According to both Armus and Machuca-Galvez, a significant impetus for the college’s acceptance of the name change may have been the establishment of Latino Studies programs at several peer institutions in recent years.

“The intention has been to do at Swarthmore what has already been done in similar programs at many of our peer institutions, among them Vassar, Amherst, Dartmouth, Pomona, as well as many larger ones like the University of Pennsylvania,” Armus explained. “And what they have done, even with limited faculty resources, is to acknowledge the existence of this emerging field and incorporate it in the agenda of the already working Latin American Studies programs.”

Most notably, in 2013, Haverford and Bryn Mawr combined their Spanish Departments and Latin American Studies programs to create a joint Latino, Latin American, and Iberian Studies Program. Machuca-Galvez says he plans to work with coordinators of this program in order to facilitate the growth of the new Latin American and Latino Studies Program at the college. In the past, he explained, students have filled in the gaps in curriculum of the Latin American Studies program at the college with coursework offered at Bryn Mawr and Haverford.

“I’ve looked at some of the classes they offer, but the courses here have met my needs so far, so I haven’t felt the need to take classes elsewhere.” Castañeda said. “I have heard from other students that their program is much more developed than ours, though.”

Still, Machuca-Galvez does not believe that reliance on the Tri-college consortium can be seen as a legitimate solution.

“I think they complement a lot of the things that we do here,” said Professor Machuca-Galvez. “But it seems to me that the biggest challenge for us is the distance. For our students to go there takes a lot of commitment and for their students to come here takes a lot of commitment.”

In an effort to resolve the shortcomings of the program, faculty in the Latin American Studies program have worked to promote the visibility and expansion of the program over the past two years under the leadership of Machuca-Galvez. With the added resources of a number of new Latin American Studies faculty in the Spanish and Education departments as well as in the Sociology and Anthropology Department, Machuca-Galvez has worked to expand the curriculum of the Latin American Studies program in order to address a greater diversity of student interests in new and exciting ways.
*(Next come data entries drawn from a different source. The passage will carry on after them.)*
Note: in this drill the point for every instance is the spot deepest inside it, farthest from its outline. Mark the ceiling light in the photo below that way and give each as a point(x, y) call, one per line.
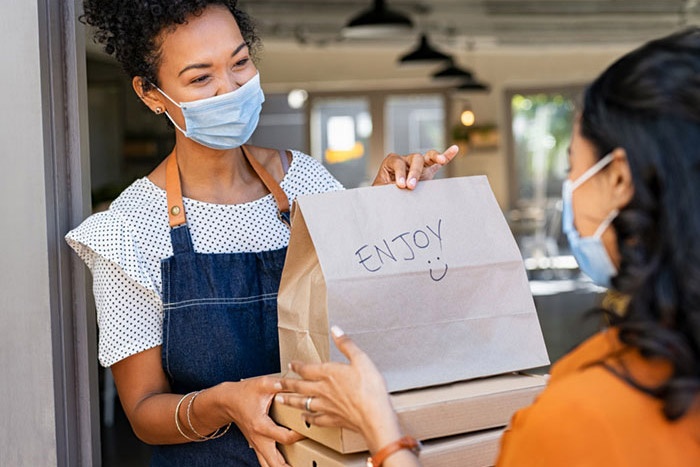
point(451, 71)
point(473, 85)
point(424, 54)
point(378, 21)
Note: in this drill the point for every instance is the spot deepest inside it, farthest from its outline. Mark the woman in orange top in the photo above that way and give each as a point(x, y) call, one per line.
point(628, 396)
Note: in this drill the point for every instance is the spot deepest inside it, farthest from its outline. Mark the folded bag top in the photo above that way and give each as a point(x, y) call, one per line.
point(430, 283)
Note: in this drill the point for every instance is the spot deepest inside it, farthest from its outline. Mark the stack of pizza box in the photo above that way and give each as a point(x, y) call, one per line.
point(458, 424)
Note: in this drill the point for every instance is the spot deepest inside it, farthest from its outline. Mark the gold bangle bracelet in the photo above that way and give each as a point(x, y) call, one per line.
point(177, 418)
point(214, 435)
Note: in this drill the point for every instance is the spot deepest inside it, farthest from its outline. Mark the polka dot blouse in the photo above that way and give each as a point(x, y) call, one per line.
point(123, 247)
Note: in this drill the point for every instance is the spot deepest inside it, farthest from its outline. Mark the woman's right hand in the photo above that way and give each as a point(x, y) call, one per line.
point(248, 403)
point(352, 396)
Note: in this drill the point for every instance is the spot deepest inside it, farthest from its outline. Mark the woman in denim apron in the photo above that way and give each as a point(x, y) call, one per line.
point(202, 393)
point(220, 320)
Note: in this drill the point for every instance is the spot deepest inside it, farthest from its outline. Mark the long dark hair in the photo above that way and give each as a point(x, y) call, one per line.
point(648, 103)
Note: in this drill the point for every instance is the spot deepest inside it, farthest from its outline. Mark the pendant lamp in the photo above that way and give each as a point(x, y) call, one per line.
point(424, 54)
point(473, 85)
point(378, 21)
point(452, 71)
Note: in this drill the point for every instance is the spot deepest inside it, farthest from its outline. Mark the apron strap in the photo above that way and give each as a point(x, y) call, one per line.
point(173, 189)
point(269, 182)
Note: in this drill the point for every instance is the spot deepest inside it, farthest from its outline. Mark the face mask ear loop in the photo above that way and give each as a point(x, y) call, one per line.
point(166, 112)
point(606, 223)
point(594, 169)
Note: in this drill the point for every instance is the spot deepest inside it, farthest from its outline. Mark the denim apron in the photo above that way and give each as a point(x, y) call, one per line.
point(219, 323)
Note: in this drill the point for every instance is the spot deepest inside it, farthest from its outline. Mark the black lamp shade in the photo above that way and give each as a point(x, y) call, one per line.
point(451, 72)
point(425, 53)
point(377, 21)
point(473, 85)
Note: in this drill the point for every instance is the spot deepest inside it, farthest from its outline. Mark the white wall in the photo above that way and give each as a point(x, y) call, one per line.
point(28, 435)
point(341, 68)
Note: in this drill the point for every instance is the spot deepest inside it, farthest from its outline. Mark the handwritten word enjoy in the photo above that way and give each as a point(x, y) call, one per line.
point(402, 247)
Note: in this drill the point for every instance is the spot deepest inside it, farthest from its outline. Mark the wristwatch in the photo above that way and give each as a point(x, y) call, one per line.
point(407, 442)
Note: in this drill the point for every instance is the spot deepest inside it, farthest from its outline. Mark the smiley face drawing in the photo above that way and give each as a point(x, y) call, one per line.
point(441, 271)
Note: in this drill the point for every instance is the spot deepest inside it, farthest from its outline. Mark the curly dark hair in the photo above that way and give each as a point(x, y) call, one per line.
point(648, 103)
point(129, 29)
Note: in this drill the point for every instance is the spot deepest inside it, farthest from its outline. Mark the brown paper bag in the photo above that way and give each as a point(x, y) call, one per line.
point(430, 283)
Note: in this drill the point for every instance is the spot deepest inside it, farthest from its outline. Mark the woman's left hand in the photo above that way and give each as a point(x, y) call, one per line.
point(406, 171)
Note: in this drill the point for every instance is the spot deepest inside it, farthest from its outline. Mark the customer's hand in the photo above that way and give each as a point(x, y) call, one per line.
point(249, 406)
point(346, 395)
point(406, 171)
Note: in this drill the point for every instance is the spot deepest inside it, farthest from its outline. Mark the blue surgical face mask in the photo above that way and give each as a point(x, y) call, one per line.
point(590, 253)
point(226, 121)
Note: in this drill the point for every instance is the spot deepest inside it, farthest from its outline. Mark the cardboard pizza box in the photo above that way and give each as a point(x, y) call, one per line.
point(471, 450)
point(434, 412)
A large part of this work has been the effort to incorporate the experiences of Latinos living in Philadelphia into the program’s study.

“In the past 10 years, the presence of the Latin American population there has grown exponentially,” Machuca-Galvez explained. “We are lucky that we have this community there. It is vibrant, changing, and promising. Students can learn a lot, and we can help a lot… It’s good that we have these communities that are so close and so willing to share.”

Going forward, Machuca-Galvez plans to add a number of courses, including a course on Mexican food in Philadelphia that will involve field trips to Kennett Square, a largely Latino neighborhood. Efforts like these to make the Latin American Studies program more relevant to the experiences of Latinos in the United States have had a meaningful impact on his students.

“In the past I know the program has bounced around between a lot of people, but it really has meant a lot to me, and to the other students I’ve spoken to, that Milton is there as a mentor and someone to help us out,” Castañeda said. “Milton really cares about the program and him being in charge is a huge plus for the program.”

Machuca-Galvez explained that his dedication to the program stems in large part from his personal experiences.

“I see this as a way I can make a contribution,” Machuca-Galvez said. “As a minority, I would like to solve all of the ordeals that I have been through. We have this saying in spanish, ‘Nadie aprende en cabeza ajena’ — nobody learns in someone else’s head — so you have to go through the experience, but if the program can help to ease that experience, if the students can have a clear intellectual understanding of where they are coming from, so they don’t feel lost in any situation where they are a minority, so they have a sense of who they are and a sense of pride and heritage. That’s why the name change is not just cosmetic. It’s more profound.”